The Finance minister, Sammy Wilson, has launched a consultation that could see big retail stores paying a lot more in rates and smaller businesses less.

It would mean 26 companies with 77 retail premises paying an extra £85,000 a year in rates per premises.

This would equate to an average rates saving for small businesses of around £750.

Department of Finance sources said they believe that Tescos will be the company worst affected.

Sammy Wilson said the executive wanted to create the right conditions for a sustained economic recovery.

Case in point

"The downturn has been very difficult for most sectors of the economy but some have fared better than others during this period," he said.

"The large retail sector is a case in point.

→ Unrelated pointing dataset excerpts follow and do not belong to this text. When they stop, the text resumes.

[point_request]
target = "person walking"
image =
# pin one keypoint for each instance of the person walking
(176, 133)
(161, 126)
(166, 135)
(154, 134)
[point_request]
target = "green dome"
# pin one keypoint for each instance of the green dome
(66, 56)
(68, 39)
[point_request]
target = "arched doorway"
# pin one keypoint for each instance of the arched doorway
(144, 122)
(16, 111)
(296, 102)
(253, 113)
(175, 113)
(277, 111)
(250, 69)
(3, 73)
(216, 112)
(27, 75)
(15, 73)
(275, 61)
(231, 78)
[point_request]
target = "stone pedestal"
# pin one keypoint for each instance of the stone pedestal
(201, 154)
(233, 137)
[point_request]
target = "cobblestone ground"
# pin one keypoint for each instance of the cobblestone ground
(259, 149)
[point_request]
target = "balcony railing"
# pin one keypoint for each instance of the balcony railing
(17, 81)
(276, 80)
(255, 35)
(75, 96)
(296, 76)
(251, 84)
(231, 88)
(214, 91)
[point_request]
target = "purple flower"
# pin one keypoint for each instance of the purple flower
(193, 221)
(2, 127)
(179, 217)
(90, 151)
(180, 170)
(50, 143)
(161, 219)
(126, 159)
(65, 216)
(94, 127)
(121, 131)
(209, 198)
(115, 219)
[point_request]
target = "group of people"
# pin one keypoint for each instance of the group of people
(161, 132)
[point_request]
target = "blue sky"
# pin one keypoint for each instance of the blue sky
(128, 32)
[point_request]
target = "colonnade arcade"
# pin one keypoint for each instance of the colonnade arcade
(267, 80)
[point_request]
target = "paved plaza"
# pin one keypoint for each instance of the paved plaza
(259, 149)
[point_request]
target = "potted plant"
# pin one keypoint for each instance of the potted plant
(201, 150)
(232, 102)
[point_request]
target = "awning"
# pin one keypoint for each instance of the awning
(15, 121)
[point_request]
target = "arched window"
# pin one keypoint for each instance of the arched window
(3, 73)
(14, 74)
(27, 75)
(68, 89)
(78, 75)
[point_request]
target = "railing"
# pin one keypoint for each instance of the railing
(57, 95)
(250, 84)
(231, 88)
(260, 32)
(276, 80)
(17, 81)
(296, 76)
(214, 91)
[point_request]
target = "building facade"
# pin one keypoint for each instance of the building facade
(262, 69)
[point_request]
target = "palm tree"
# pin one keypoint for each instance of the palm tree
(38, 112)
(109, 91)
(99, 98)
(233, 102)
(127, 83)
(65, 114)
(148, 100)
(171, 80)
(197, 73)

"I think it is right that additional small businesses get help and this should be funded by asking the largest retailers to pay more," he added.

The minister is proposing that the changes, that are being introduced because of the economic downturn, last for three years.

The consultation will run for 16 weeks until 18 October.

The levy, which is regarded as a recycling of money by the finance department, is not expected to put any further pressure on the public purse.

Sources told the BBC they would not be surprised if large retail stores or a representative body was to legally challenge the minister's preferred option if he proceeds with it after the consultation.

The Northern Ireland Independent Retail Trade Association's (NIIRTA) chief executive Glyn Roberts said: "These are excellent proposals which will be welcomed by independent retailers and small business owners in every part of Northern Ireland.

"This scheme is of vital importance to thousands of small businesses and independent retailers who are struggling to pay their rates bills.

Threat

"The reality is that the big high street retailers such as Asda, Tesco and many others continue to make billions of pounds of profit and have performed well during the recession."

The Northern Ireland Retail Consortium (NIRC), which represents multiple retailers in Northern Ireland, warned the plans were a threat to future economic prosperity.

NIRC director, Jane Bevis, said: "The retail sector as a whole - small and large retailers alike - is paying too high a proportion of the business rates bill.

"We agree small retailers need a helping hand.

"We agree town centres need investment and regeneration. But the large retailer levy, which will also apply to large stores on the high street, could make things worse for everyone," she added.